Um den heterogenen Teil des Abends kurz zu machen: er war nicht da. Eine Beobachtung noch kurz anbei in diesem Zusammenhang: in Zügen von Norden nach Süden sitzen Freitags Abends schöne Männer. Viele schöne junge interessante Männer. Anschauen, Blick halten, aber kein Gespräch angefangen, war zu fertig.

Die Partnerinnen von lesbigen Frauen scheuen mich. Habe ich jetzt schon mehrfach wahrgenommen. Heute auch wieder. Je jünger sie sind, desto mehr sehen sie mich als Bedrohung. Heute Abend gab es zum Glück nur reifere Frauen, keine jungen Dinger. Die Frau von der Frau die mich heute eingeladen hatte beispielsweise. Ich glaube wir haben uns noch nie unterhalten, kennen uns nur vom sehen und sie mich wahrscheinlich noch ein bißchen mehr aus Erzählungen. Mit ihrer Frau bin ich end-dicke. Sie hielt eine Rede und ich hatte gar nicht damit gerechnet, dass ich mehrfach erwähnt wurde. Zweimal ganz deutlich und alle schauten zu mir. Die Frau von der Frau lächelte mich an. Sie hat Respekt, sie findet mich interessant, keine Frage, aber sie ist selbstsicher genug, dass ich ihr nicht das Wasser reichen kann. Sie hat einen Lehrstuhl, gehört zu den Topwissenschaftlern in einem bestimmten Bereich im deutschsprachigen Raum. Und dennoch: sie nimmt mich wahr. Ich finds gut. Ich hätte mich gern mal heute mit ihr unterhalten aber es ergab sich nicht, unsere Blicke trafen sich ein paar Mal, wohlwollend, lächelnd, freundlich und wahrscheinlich reicht das auch einfach.

Ich unterhalte mich mit einer Chefin von ganz früher. Ganz früher. ltz. Ich sähe gut aus sagt sie. Klasse, alles richtig gemacht. Man sieht mir den ganzen Scheiß noch nicht an. Wir quatschen eine Runde, entwickeln kurz ein paar neue Angebote, tauschen uns aus und ich fühle mich einfach nur als hätte ich einen Platz in dieser Welt.
Dann treffe ich eine andere Frau von früher und ich freue mich end dass sie ohne ihre Freundin da ist. Sie riecht so unendlich gut. Ich rieche sie durch den ganzen Raum. Ich unterbreche ihr Gespräch mit einer anderen Frau und diese lässt sich von mir unterbrechen, schaut mich genau an, auch wohlwollend, aber genausten. Schließlich kann ich die andere Frau nach draußen ziehen und erfahre: sie hat aufgehört zu rauchen. Wir erzählen wie es uns geht, was das für ein Jahr ist, richtig scheiße oder gut und ich möchte sie einfach nur anfassen. Sie ist fünfzehn Jahre älter als ich. Nach einiger Zeit kann ich nicht mehr und streichel ihr über den Arm, an den Haaren. Ich weiß: wir werden beobachtet. Aber es waren nur korrekte Leute dort. Niemand der tratscht und sich an sowas hochziehen würde. Vielmehr: wer war diese junge Frau die bei Vereinzelten so bekannt, vertraut und geliebt ist.

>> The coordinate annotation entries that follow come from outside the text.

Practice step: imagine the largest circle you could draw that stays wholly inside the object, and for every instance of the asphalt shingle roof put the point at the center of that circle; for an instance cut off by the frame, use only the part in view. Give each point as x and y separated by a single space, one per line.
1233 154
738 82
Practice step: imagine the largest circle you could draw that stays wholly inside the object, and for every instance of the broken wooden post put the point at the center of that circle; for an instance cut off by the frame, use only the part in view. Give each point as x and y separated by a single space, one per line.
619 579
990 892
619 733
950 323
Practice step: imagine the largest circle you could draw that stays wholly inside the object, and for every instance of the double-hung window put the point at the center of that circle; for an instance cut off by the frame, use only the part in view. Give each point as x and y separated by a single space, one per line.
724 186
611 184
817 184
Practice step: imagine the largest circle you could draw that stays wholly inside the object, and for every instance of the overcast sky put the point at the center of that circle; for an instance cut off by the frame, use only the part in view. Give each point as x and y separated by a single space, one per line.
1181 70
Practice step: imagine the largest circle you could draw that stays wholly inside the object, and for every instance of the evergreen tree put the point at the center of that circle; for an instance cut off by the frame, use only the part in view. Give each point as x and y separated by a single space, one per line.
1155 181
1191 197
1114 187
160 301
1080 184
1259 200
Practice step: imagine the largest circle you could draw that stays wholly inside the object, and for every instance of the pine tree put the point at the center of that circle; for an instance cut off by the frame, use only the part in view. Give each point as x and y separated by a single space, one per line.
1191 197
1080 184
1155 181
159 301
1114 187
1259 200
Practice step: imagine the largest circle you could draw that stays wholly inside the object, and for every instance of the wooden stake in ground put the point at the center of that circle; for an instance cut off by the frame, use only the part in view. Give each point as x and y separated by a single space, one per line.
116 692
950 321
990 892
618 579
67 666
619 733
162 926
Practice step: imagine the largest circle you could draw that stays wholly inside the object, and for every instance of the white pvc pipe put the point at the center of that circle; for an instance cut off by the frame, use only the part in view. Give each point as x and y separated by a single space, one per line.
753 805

Zwischendurch habe ich Sekt getrunken, tolle Bilder gesehen, mir das dreistöckige Atelier angeschaut, Bier getrunken, Worte auf Leinwände geschrieben, Fremde kennengelernt, nach einem Fotomotiv gesucht aber keins gefunden, mit zwei Heteromännern geredet, alleine draußen geraucht, eine Olive gegessen, eine junge sehr scöne Frau beobachtet und mir zum Abschied ein Wegbier mitgenommen.

Jetzt zu Hause ist es wieder soweit. Ich habe das neulich schon beim Psychologen durchdekliniert. Nach einem schönen Abend kann ich zu Hause nicht ins Bett fallen. Ich muss noch ein Bier aufmachen, mir den letzten Stoß geben. Es ist irgendwie was von wegen dieses Gefühl festzuhalten.

Jetzt Urlaub. Runterkommen. Und mal wieder im Schnelldurchlauf, innerhalb einer Woche. Aber das schaffe ich schon.

"Nimm dir das Leben und lass es nicht mehr los. Denn alles was du hast, ist dieses eine bloß. Nimm dir das Leben, und gibs nie wieder her, denn wenn man es mal braucht, findet man es so schwer. Wir sind doch keine Automaten, wir sind ein Wunder, du und ich, lass die andern weiterhetzen..........." Udo Lindenberg, unplugged.

Freue mich sehr darauf das ganze Album zu hören. Urlaub.